5. Investing in Health

Early childhood education has both short and long-term health benefits for children. Short-term benefits stem from health interventions that usually come as part of the early education package. Preschoolers in daycare centres or other child care programs tend to undergo regular health screenings and receive nutritious meals.

Long-term benefits stem from higher income and reduced chances of risky behaviour (drug use, early pregnancies, etc.), which lead to less stress and easier access to high-quality healthcare services.

Society Benefits from Early Childhood Education

Besides being highly beneficial for children and their parents, ECE has impressive benefits for society:

  • Better health - lower public health costs and reduction of welfare programs.
  • Fewer committed crimes - less expenditure on the criminal justice system.
  • Higher-income - higher tax returns and less spending on social security programs.
  • Higher labour market participation - lower poverty levels.

Early education for children can have a profound impact on society.
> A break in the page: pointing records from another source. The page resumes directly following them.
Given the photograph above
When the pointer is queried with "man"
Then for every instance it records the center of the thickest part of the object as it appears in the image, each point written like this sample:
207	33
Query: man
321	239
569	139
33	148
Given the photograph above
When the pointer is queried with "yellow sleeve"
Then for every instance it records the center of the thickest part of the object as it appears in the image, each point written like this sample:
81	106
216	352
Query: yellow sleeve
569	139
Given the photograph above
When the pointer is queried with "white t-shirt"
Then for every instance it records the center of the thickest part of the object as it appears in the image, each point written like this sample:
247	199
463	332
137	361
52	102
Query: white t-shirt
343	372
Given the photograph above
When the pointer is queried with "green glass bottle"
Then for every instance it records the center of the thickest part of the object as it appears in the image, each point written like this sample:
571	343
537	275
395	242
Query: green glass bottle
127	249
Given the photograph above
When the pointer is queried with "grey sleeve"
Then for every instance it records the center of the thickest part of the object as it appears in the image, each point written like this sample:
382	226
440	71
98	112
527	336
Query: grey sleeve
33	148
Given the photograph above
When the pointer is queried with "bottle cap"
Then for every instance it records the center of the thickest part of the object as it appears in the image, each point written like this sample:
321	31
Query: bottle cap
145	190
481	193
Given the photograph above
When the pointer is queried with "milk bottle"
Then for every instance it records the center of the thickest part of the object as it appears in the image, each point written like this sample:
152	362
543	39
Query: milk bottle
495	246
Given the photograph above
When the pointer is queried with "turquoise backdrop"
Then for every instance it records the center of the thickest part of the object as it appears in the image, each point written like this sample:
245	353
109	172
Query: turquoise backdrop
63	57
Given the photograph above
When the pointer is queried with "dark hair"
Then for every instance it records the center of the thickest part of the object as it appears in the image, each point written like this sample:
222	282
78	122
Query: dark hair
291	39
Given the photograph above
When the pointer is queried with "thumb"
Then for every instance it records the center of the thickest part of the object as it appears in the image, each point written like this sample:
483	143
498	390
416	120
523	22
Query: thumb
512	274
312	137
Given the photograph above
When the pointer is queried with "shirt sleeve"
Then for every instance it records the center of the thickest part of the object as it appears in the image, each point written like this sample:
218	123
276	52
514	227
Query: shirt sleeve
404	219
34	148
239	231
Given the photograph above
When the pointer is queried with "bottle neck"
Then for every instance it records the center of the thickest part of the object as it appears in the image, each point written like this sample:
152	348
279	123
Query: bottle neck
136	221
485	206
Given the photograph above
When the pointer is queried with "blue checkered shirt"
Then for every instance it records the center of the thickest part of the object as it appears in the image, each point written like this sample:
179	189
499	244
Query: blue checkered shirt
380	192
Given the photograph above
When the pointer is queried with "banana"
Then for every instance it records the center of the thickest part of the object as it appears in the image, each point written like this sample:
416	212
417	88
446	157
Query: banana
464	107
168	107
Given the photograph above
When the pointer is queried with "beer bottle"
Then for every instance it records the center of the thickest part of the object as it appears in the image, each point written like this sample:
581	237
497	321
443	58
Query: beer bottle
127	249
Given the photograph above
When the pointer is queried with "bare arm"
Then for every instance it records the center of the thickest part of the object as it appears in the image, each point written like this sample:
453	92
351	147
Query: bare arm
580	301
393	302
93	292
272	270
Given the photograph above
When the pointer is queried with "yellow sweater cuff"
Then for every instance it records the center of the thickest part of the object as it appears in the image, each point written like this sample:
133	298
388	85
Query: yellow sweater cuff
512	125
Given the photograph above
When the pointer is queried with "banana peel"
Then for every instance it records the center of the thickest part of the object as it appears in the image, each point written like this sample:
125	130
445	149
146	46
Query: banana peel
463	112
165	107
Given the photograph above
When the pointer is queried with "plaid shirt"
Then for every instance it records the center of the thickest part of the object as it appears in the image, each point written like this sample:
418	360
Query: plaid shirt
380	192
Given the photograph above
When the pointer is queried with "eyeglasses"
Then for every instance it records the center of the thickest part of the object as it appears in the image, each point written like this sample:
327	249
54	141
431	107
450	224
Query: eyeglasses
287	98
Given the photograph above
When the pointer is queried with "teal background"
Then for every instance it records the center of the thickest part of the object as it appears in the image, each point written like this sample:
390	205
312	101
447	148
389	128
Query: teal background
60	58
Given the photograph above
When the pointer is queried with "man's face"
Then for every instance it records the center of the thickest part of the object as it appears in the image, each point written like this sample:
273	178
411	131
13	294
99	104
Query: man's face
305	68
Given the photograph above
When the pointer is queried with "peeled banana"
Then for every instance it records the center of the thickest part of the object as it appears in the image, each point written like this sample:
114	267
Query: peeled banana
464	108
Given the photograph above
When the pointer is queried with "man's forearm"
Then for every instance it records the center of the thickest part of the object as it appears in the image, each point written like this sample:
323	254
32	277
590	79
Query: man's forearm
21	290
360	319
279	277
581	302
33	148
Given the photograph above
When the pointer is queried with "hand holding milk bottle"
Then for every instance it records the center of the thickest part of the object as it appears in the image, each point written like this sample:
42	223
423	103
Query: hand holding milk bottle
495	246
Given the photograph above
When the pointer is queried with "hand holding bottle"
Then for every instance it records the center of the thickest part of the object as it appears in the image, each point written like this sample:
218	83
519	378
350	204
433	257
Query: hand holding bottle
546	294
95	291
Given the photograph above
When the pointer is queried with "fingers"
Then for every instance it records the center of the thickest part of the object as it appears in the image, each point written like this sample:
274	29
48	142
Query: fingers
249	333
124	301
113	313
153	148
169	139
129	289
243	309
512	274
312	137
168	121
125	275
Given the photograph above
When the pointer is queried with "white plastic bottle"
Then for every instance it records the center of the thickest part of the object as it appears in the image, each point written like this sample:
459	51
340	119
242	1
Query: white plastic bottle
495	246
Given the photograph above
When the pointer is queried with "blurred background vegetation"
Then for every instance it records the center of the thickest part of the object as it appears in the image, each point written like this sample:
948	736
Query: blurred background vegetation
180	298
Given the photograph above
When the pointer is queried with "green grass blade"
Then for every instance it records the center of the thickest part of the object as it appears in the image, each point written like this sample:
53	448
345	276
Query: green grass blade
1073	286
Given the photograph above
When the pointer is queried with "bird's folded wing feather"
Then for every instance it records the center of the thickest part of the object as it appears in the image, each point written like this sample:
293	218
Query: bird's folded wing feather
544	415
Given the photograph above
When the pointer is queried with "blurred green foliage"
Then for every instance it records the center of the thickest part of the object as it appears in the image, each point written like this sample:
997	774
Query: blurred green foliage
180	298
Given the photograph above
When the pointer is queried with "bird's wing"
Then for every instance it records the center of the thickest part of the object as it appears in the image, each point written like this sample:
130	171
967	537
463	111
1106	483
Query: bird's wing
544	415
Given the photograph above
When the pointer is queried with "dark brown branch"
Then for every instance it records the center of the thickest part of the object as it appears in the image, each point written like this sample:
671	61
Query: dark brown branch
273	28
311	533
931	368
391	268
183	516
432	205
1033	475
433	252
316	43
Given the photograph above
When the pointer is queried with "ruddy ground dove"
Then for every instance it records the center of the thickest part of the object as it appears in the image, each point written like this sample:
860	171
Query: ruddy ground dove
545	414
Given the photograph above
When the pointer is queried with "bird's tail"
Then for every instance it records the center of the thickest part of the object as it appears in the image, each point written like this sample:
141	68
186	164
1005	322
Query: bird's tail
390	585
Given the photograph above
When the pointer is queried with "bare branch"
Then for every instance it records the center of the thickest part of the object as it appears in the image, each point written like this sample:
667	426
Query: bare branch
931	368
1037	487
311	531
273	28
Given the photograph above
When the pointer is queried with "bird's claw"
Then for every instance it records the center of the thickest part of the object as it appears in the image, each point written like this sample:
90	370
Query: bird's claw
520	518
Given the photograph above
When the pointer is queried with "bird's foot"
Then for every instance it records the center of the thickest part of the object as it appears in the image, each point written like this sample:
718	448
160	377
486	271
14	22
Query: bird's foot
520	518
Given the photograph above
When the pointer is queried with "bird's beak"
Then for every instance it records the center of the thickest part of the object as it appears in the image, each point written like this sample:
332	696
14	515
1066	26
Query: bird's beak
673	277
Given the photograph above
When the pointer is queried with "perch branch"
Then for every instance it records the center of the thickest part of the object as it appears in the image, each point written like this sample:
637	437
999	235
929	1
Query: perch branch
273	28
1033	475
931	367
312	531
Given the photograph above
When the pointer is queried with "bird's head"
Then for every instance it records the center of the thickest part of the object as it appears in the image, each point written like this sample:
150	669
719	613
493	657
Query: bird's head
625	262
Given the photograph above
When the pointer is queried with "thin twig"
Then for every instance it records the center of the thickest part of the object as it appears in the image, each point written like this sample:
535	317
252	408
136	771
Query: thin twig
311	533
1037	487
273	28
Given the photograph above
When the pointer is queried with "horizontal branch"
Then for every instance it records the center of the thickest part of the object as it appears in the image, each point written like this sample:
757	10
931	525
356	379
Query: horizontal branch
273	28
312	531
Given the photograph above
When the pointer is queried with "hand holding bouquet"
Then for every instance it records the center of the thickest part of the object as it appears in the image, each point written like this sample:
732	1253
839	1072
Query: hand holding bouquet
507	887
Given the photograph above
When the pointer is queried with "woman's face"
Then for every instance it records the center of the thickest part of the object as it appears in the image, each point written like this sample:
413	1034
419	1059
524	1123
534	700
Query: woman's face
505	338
This should result in:

  • Better funding for early childhood education programs
  • Improved staff training and working conditions
  • Higher quality of early education provision

Early education has already become an integral part of our society’s existence. However, public funding for ECE programs has been historically very limited, and not nearly available enough to families who could use the support. With increased awareness of ECE benefits, and with corresponding increases in state and federal funding. Early learning opportunities can become more accessible to children from all backgrounds and income levels. Every child needs access to high-quality ECE.